Massive barcode-free chemical screenings enable the discovery of bioactive macrocycles with passive membrane permeability.

Synthetic macrocycles offer exceptional potential as therapeutics. However, most high-throughput discovery platforms rely on genetically encoded libraries of large peptide macrocycles, which typically are not optimized for drug like properties. Fully synthetic libraries offer greater flexibility in accessing broader chemical space. Leveraging recent advances in mass spectrometry based library techniques, here we report CycloSEL (Cyclic Self-Encoded Libraries), an end-to-end workflow, that screens synthetic macrocycle libraries enriched in drug-like 'beyond rule of five' features. The workflow relies on affinity selections and hit identification by tandem mass spectrometry, eliminating the need for genetic barcodes.

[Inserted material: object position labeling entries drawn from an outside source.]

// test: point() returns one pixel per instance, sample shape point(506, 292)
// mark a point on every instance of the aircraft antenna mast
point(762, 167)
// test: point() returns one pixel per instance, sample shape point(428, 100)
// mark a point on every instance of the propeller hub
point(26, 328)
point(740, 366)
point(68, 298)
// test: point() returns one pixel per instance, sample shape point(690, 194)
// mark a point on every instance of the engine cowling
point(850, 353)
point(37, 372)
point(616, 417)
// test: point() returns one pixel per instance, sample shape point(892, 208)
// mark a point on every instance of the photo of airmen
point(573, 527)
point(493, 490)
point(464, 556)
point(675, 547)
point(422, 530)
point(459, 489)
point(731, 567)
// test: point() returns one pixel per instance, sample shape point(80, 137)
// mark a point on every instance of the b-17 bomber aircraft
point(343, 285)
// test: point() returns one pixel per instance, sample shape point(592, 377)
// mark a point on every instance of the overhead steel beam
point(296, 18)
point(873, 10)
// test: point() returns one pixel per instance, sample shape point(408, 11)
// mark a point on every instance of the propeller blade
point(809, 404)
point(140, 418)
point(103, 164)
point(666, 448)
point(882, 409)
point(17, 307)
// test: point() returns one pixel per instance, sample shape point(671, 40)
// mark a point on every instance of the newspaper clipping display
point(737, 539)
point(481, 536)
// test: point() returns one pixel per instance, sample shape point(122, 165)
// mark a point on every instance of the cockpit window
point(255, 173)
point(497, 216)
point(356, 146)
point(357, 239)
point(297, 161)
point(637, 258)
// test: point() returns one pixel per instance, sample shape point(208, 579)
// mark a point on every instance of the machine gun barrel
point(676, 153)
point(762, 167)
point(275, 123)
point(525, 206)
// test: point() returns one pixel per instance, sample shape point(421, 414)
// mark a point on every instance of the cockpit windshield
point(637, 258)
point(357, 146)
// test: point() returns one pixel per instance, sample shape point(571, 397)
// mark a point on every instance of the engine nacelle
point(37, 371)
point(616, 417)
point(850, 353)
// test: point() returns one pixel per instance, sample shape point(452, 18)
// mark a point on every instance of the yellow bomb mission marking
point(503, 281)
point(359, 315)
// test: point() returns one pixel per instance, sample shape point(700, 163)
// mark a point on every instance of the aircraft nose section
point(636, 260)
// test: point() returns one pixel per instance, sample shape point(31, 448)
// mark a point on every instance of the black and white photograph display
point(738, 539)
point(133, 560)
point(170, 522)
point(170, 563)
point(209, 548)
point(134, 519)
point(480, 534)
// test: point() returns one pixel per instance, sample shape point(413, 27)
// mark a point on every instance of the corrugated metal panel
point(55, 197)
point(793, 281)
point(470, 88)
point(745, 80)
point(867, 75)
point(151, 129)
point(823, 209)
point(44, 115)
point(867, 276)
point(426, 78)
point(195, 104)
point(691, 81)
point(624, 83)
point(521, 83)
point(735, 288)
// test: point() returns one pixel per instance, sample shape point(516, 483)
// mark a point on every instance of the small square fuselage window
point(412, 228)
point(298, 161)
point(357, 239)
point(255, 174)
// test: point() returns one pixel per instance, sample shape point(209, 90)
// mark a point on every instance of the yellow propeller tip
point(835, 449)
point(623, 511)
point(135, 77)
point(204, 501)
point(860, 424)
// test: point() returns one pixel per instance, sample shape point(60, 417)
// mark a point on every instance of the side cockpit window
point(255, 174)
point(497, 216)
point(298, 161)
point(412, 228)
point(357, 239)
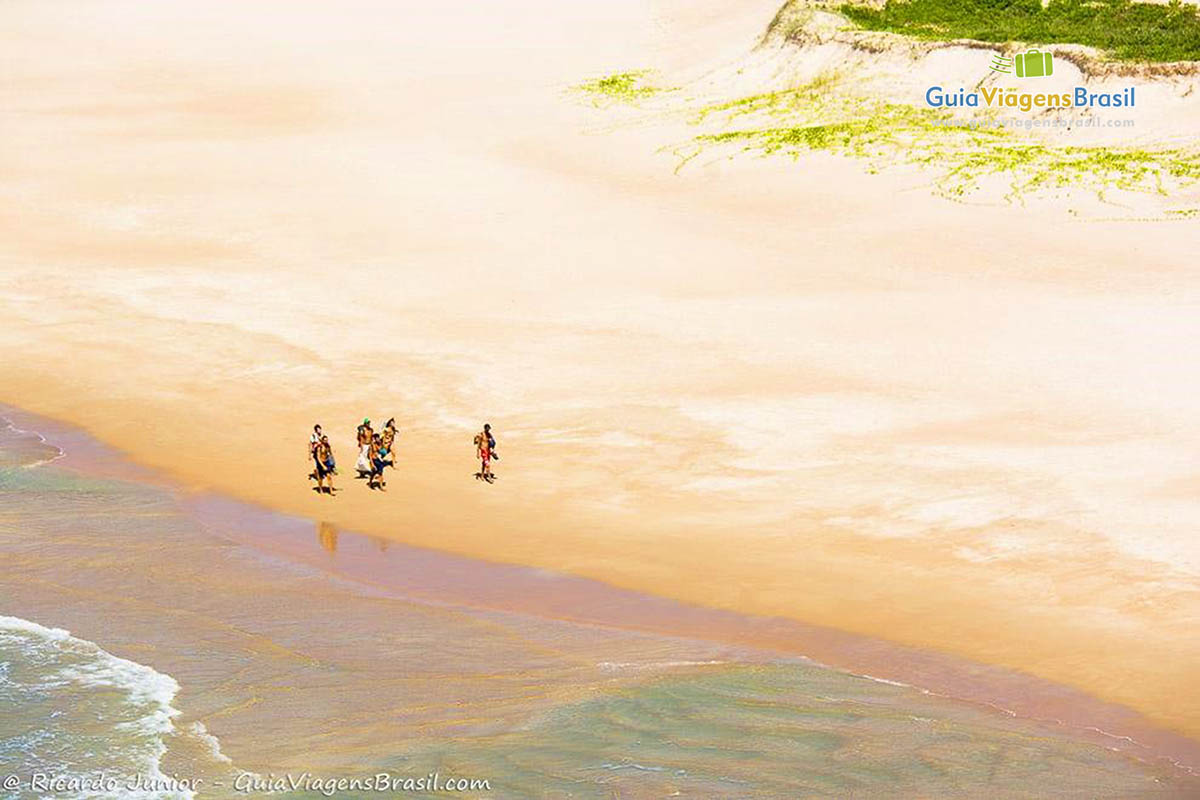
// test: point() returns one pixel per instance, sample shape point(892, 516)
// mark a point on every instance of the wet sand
point(801, 391)
point(373, 655)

We construct a 16 million-member library and validate the approach against the oncology target carbonic anhydrase IX, achieving robust enrichment and accurate identification of true binders. Applying CycloSEL to the acute myeloid leukemia target WD repeat-containing protein 5 (WDR5) yields a macrocycle with subnamolar affinity, and potent inhibition of the WDR5-Mixed-Lineage Leukemia 1 (MLL1) interaction. Subsequent modifications produce a chameleonic macrocycle with passive membrane permeability, serum stability, and anti-proliferative activity in leukemia cells. Together, these results demonstrate that CycloSEL enables discovery of drug-like macrocycles from fully synthetic libraries for intracellular targets.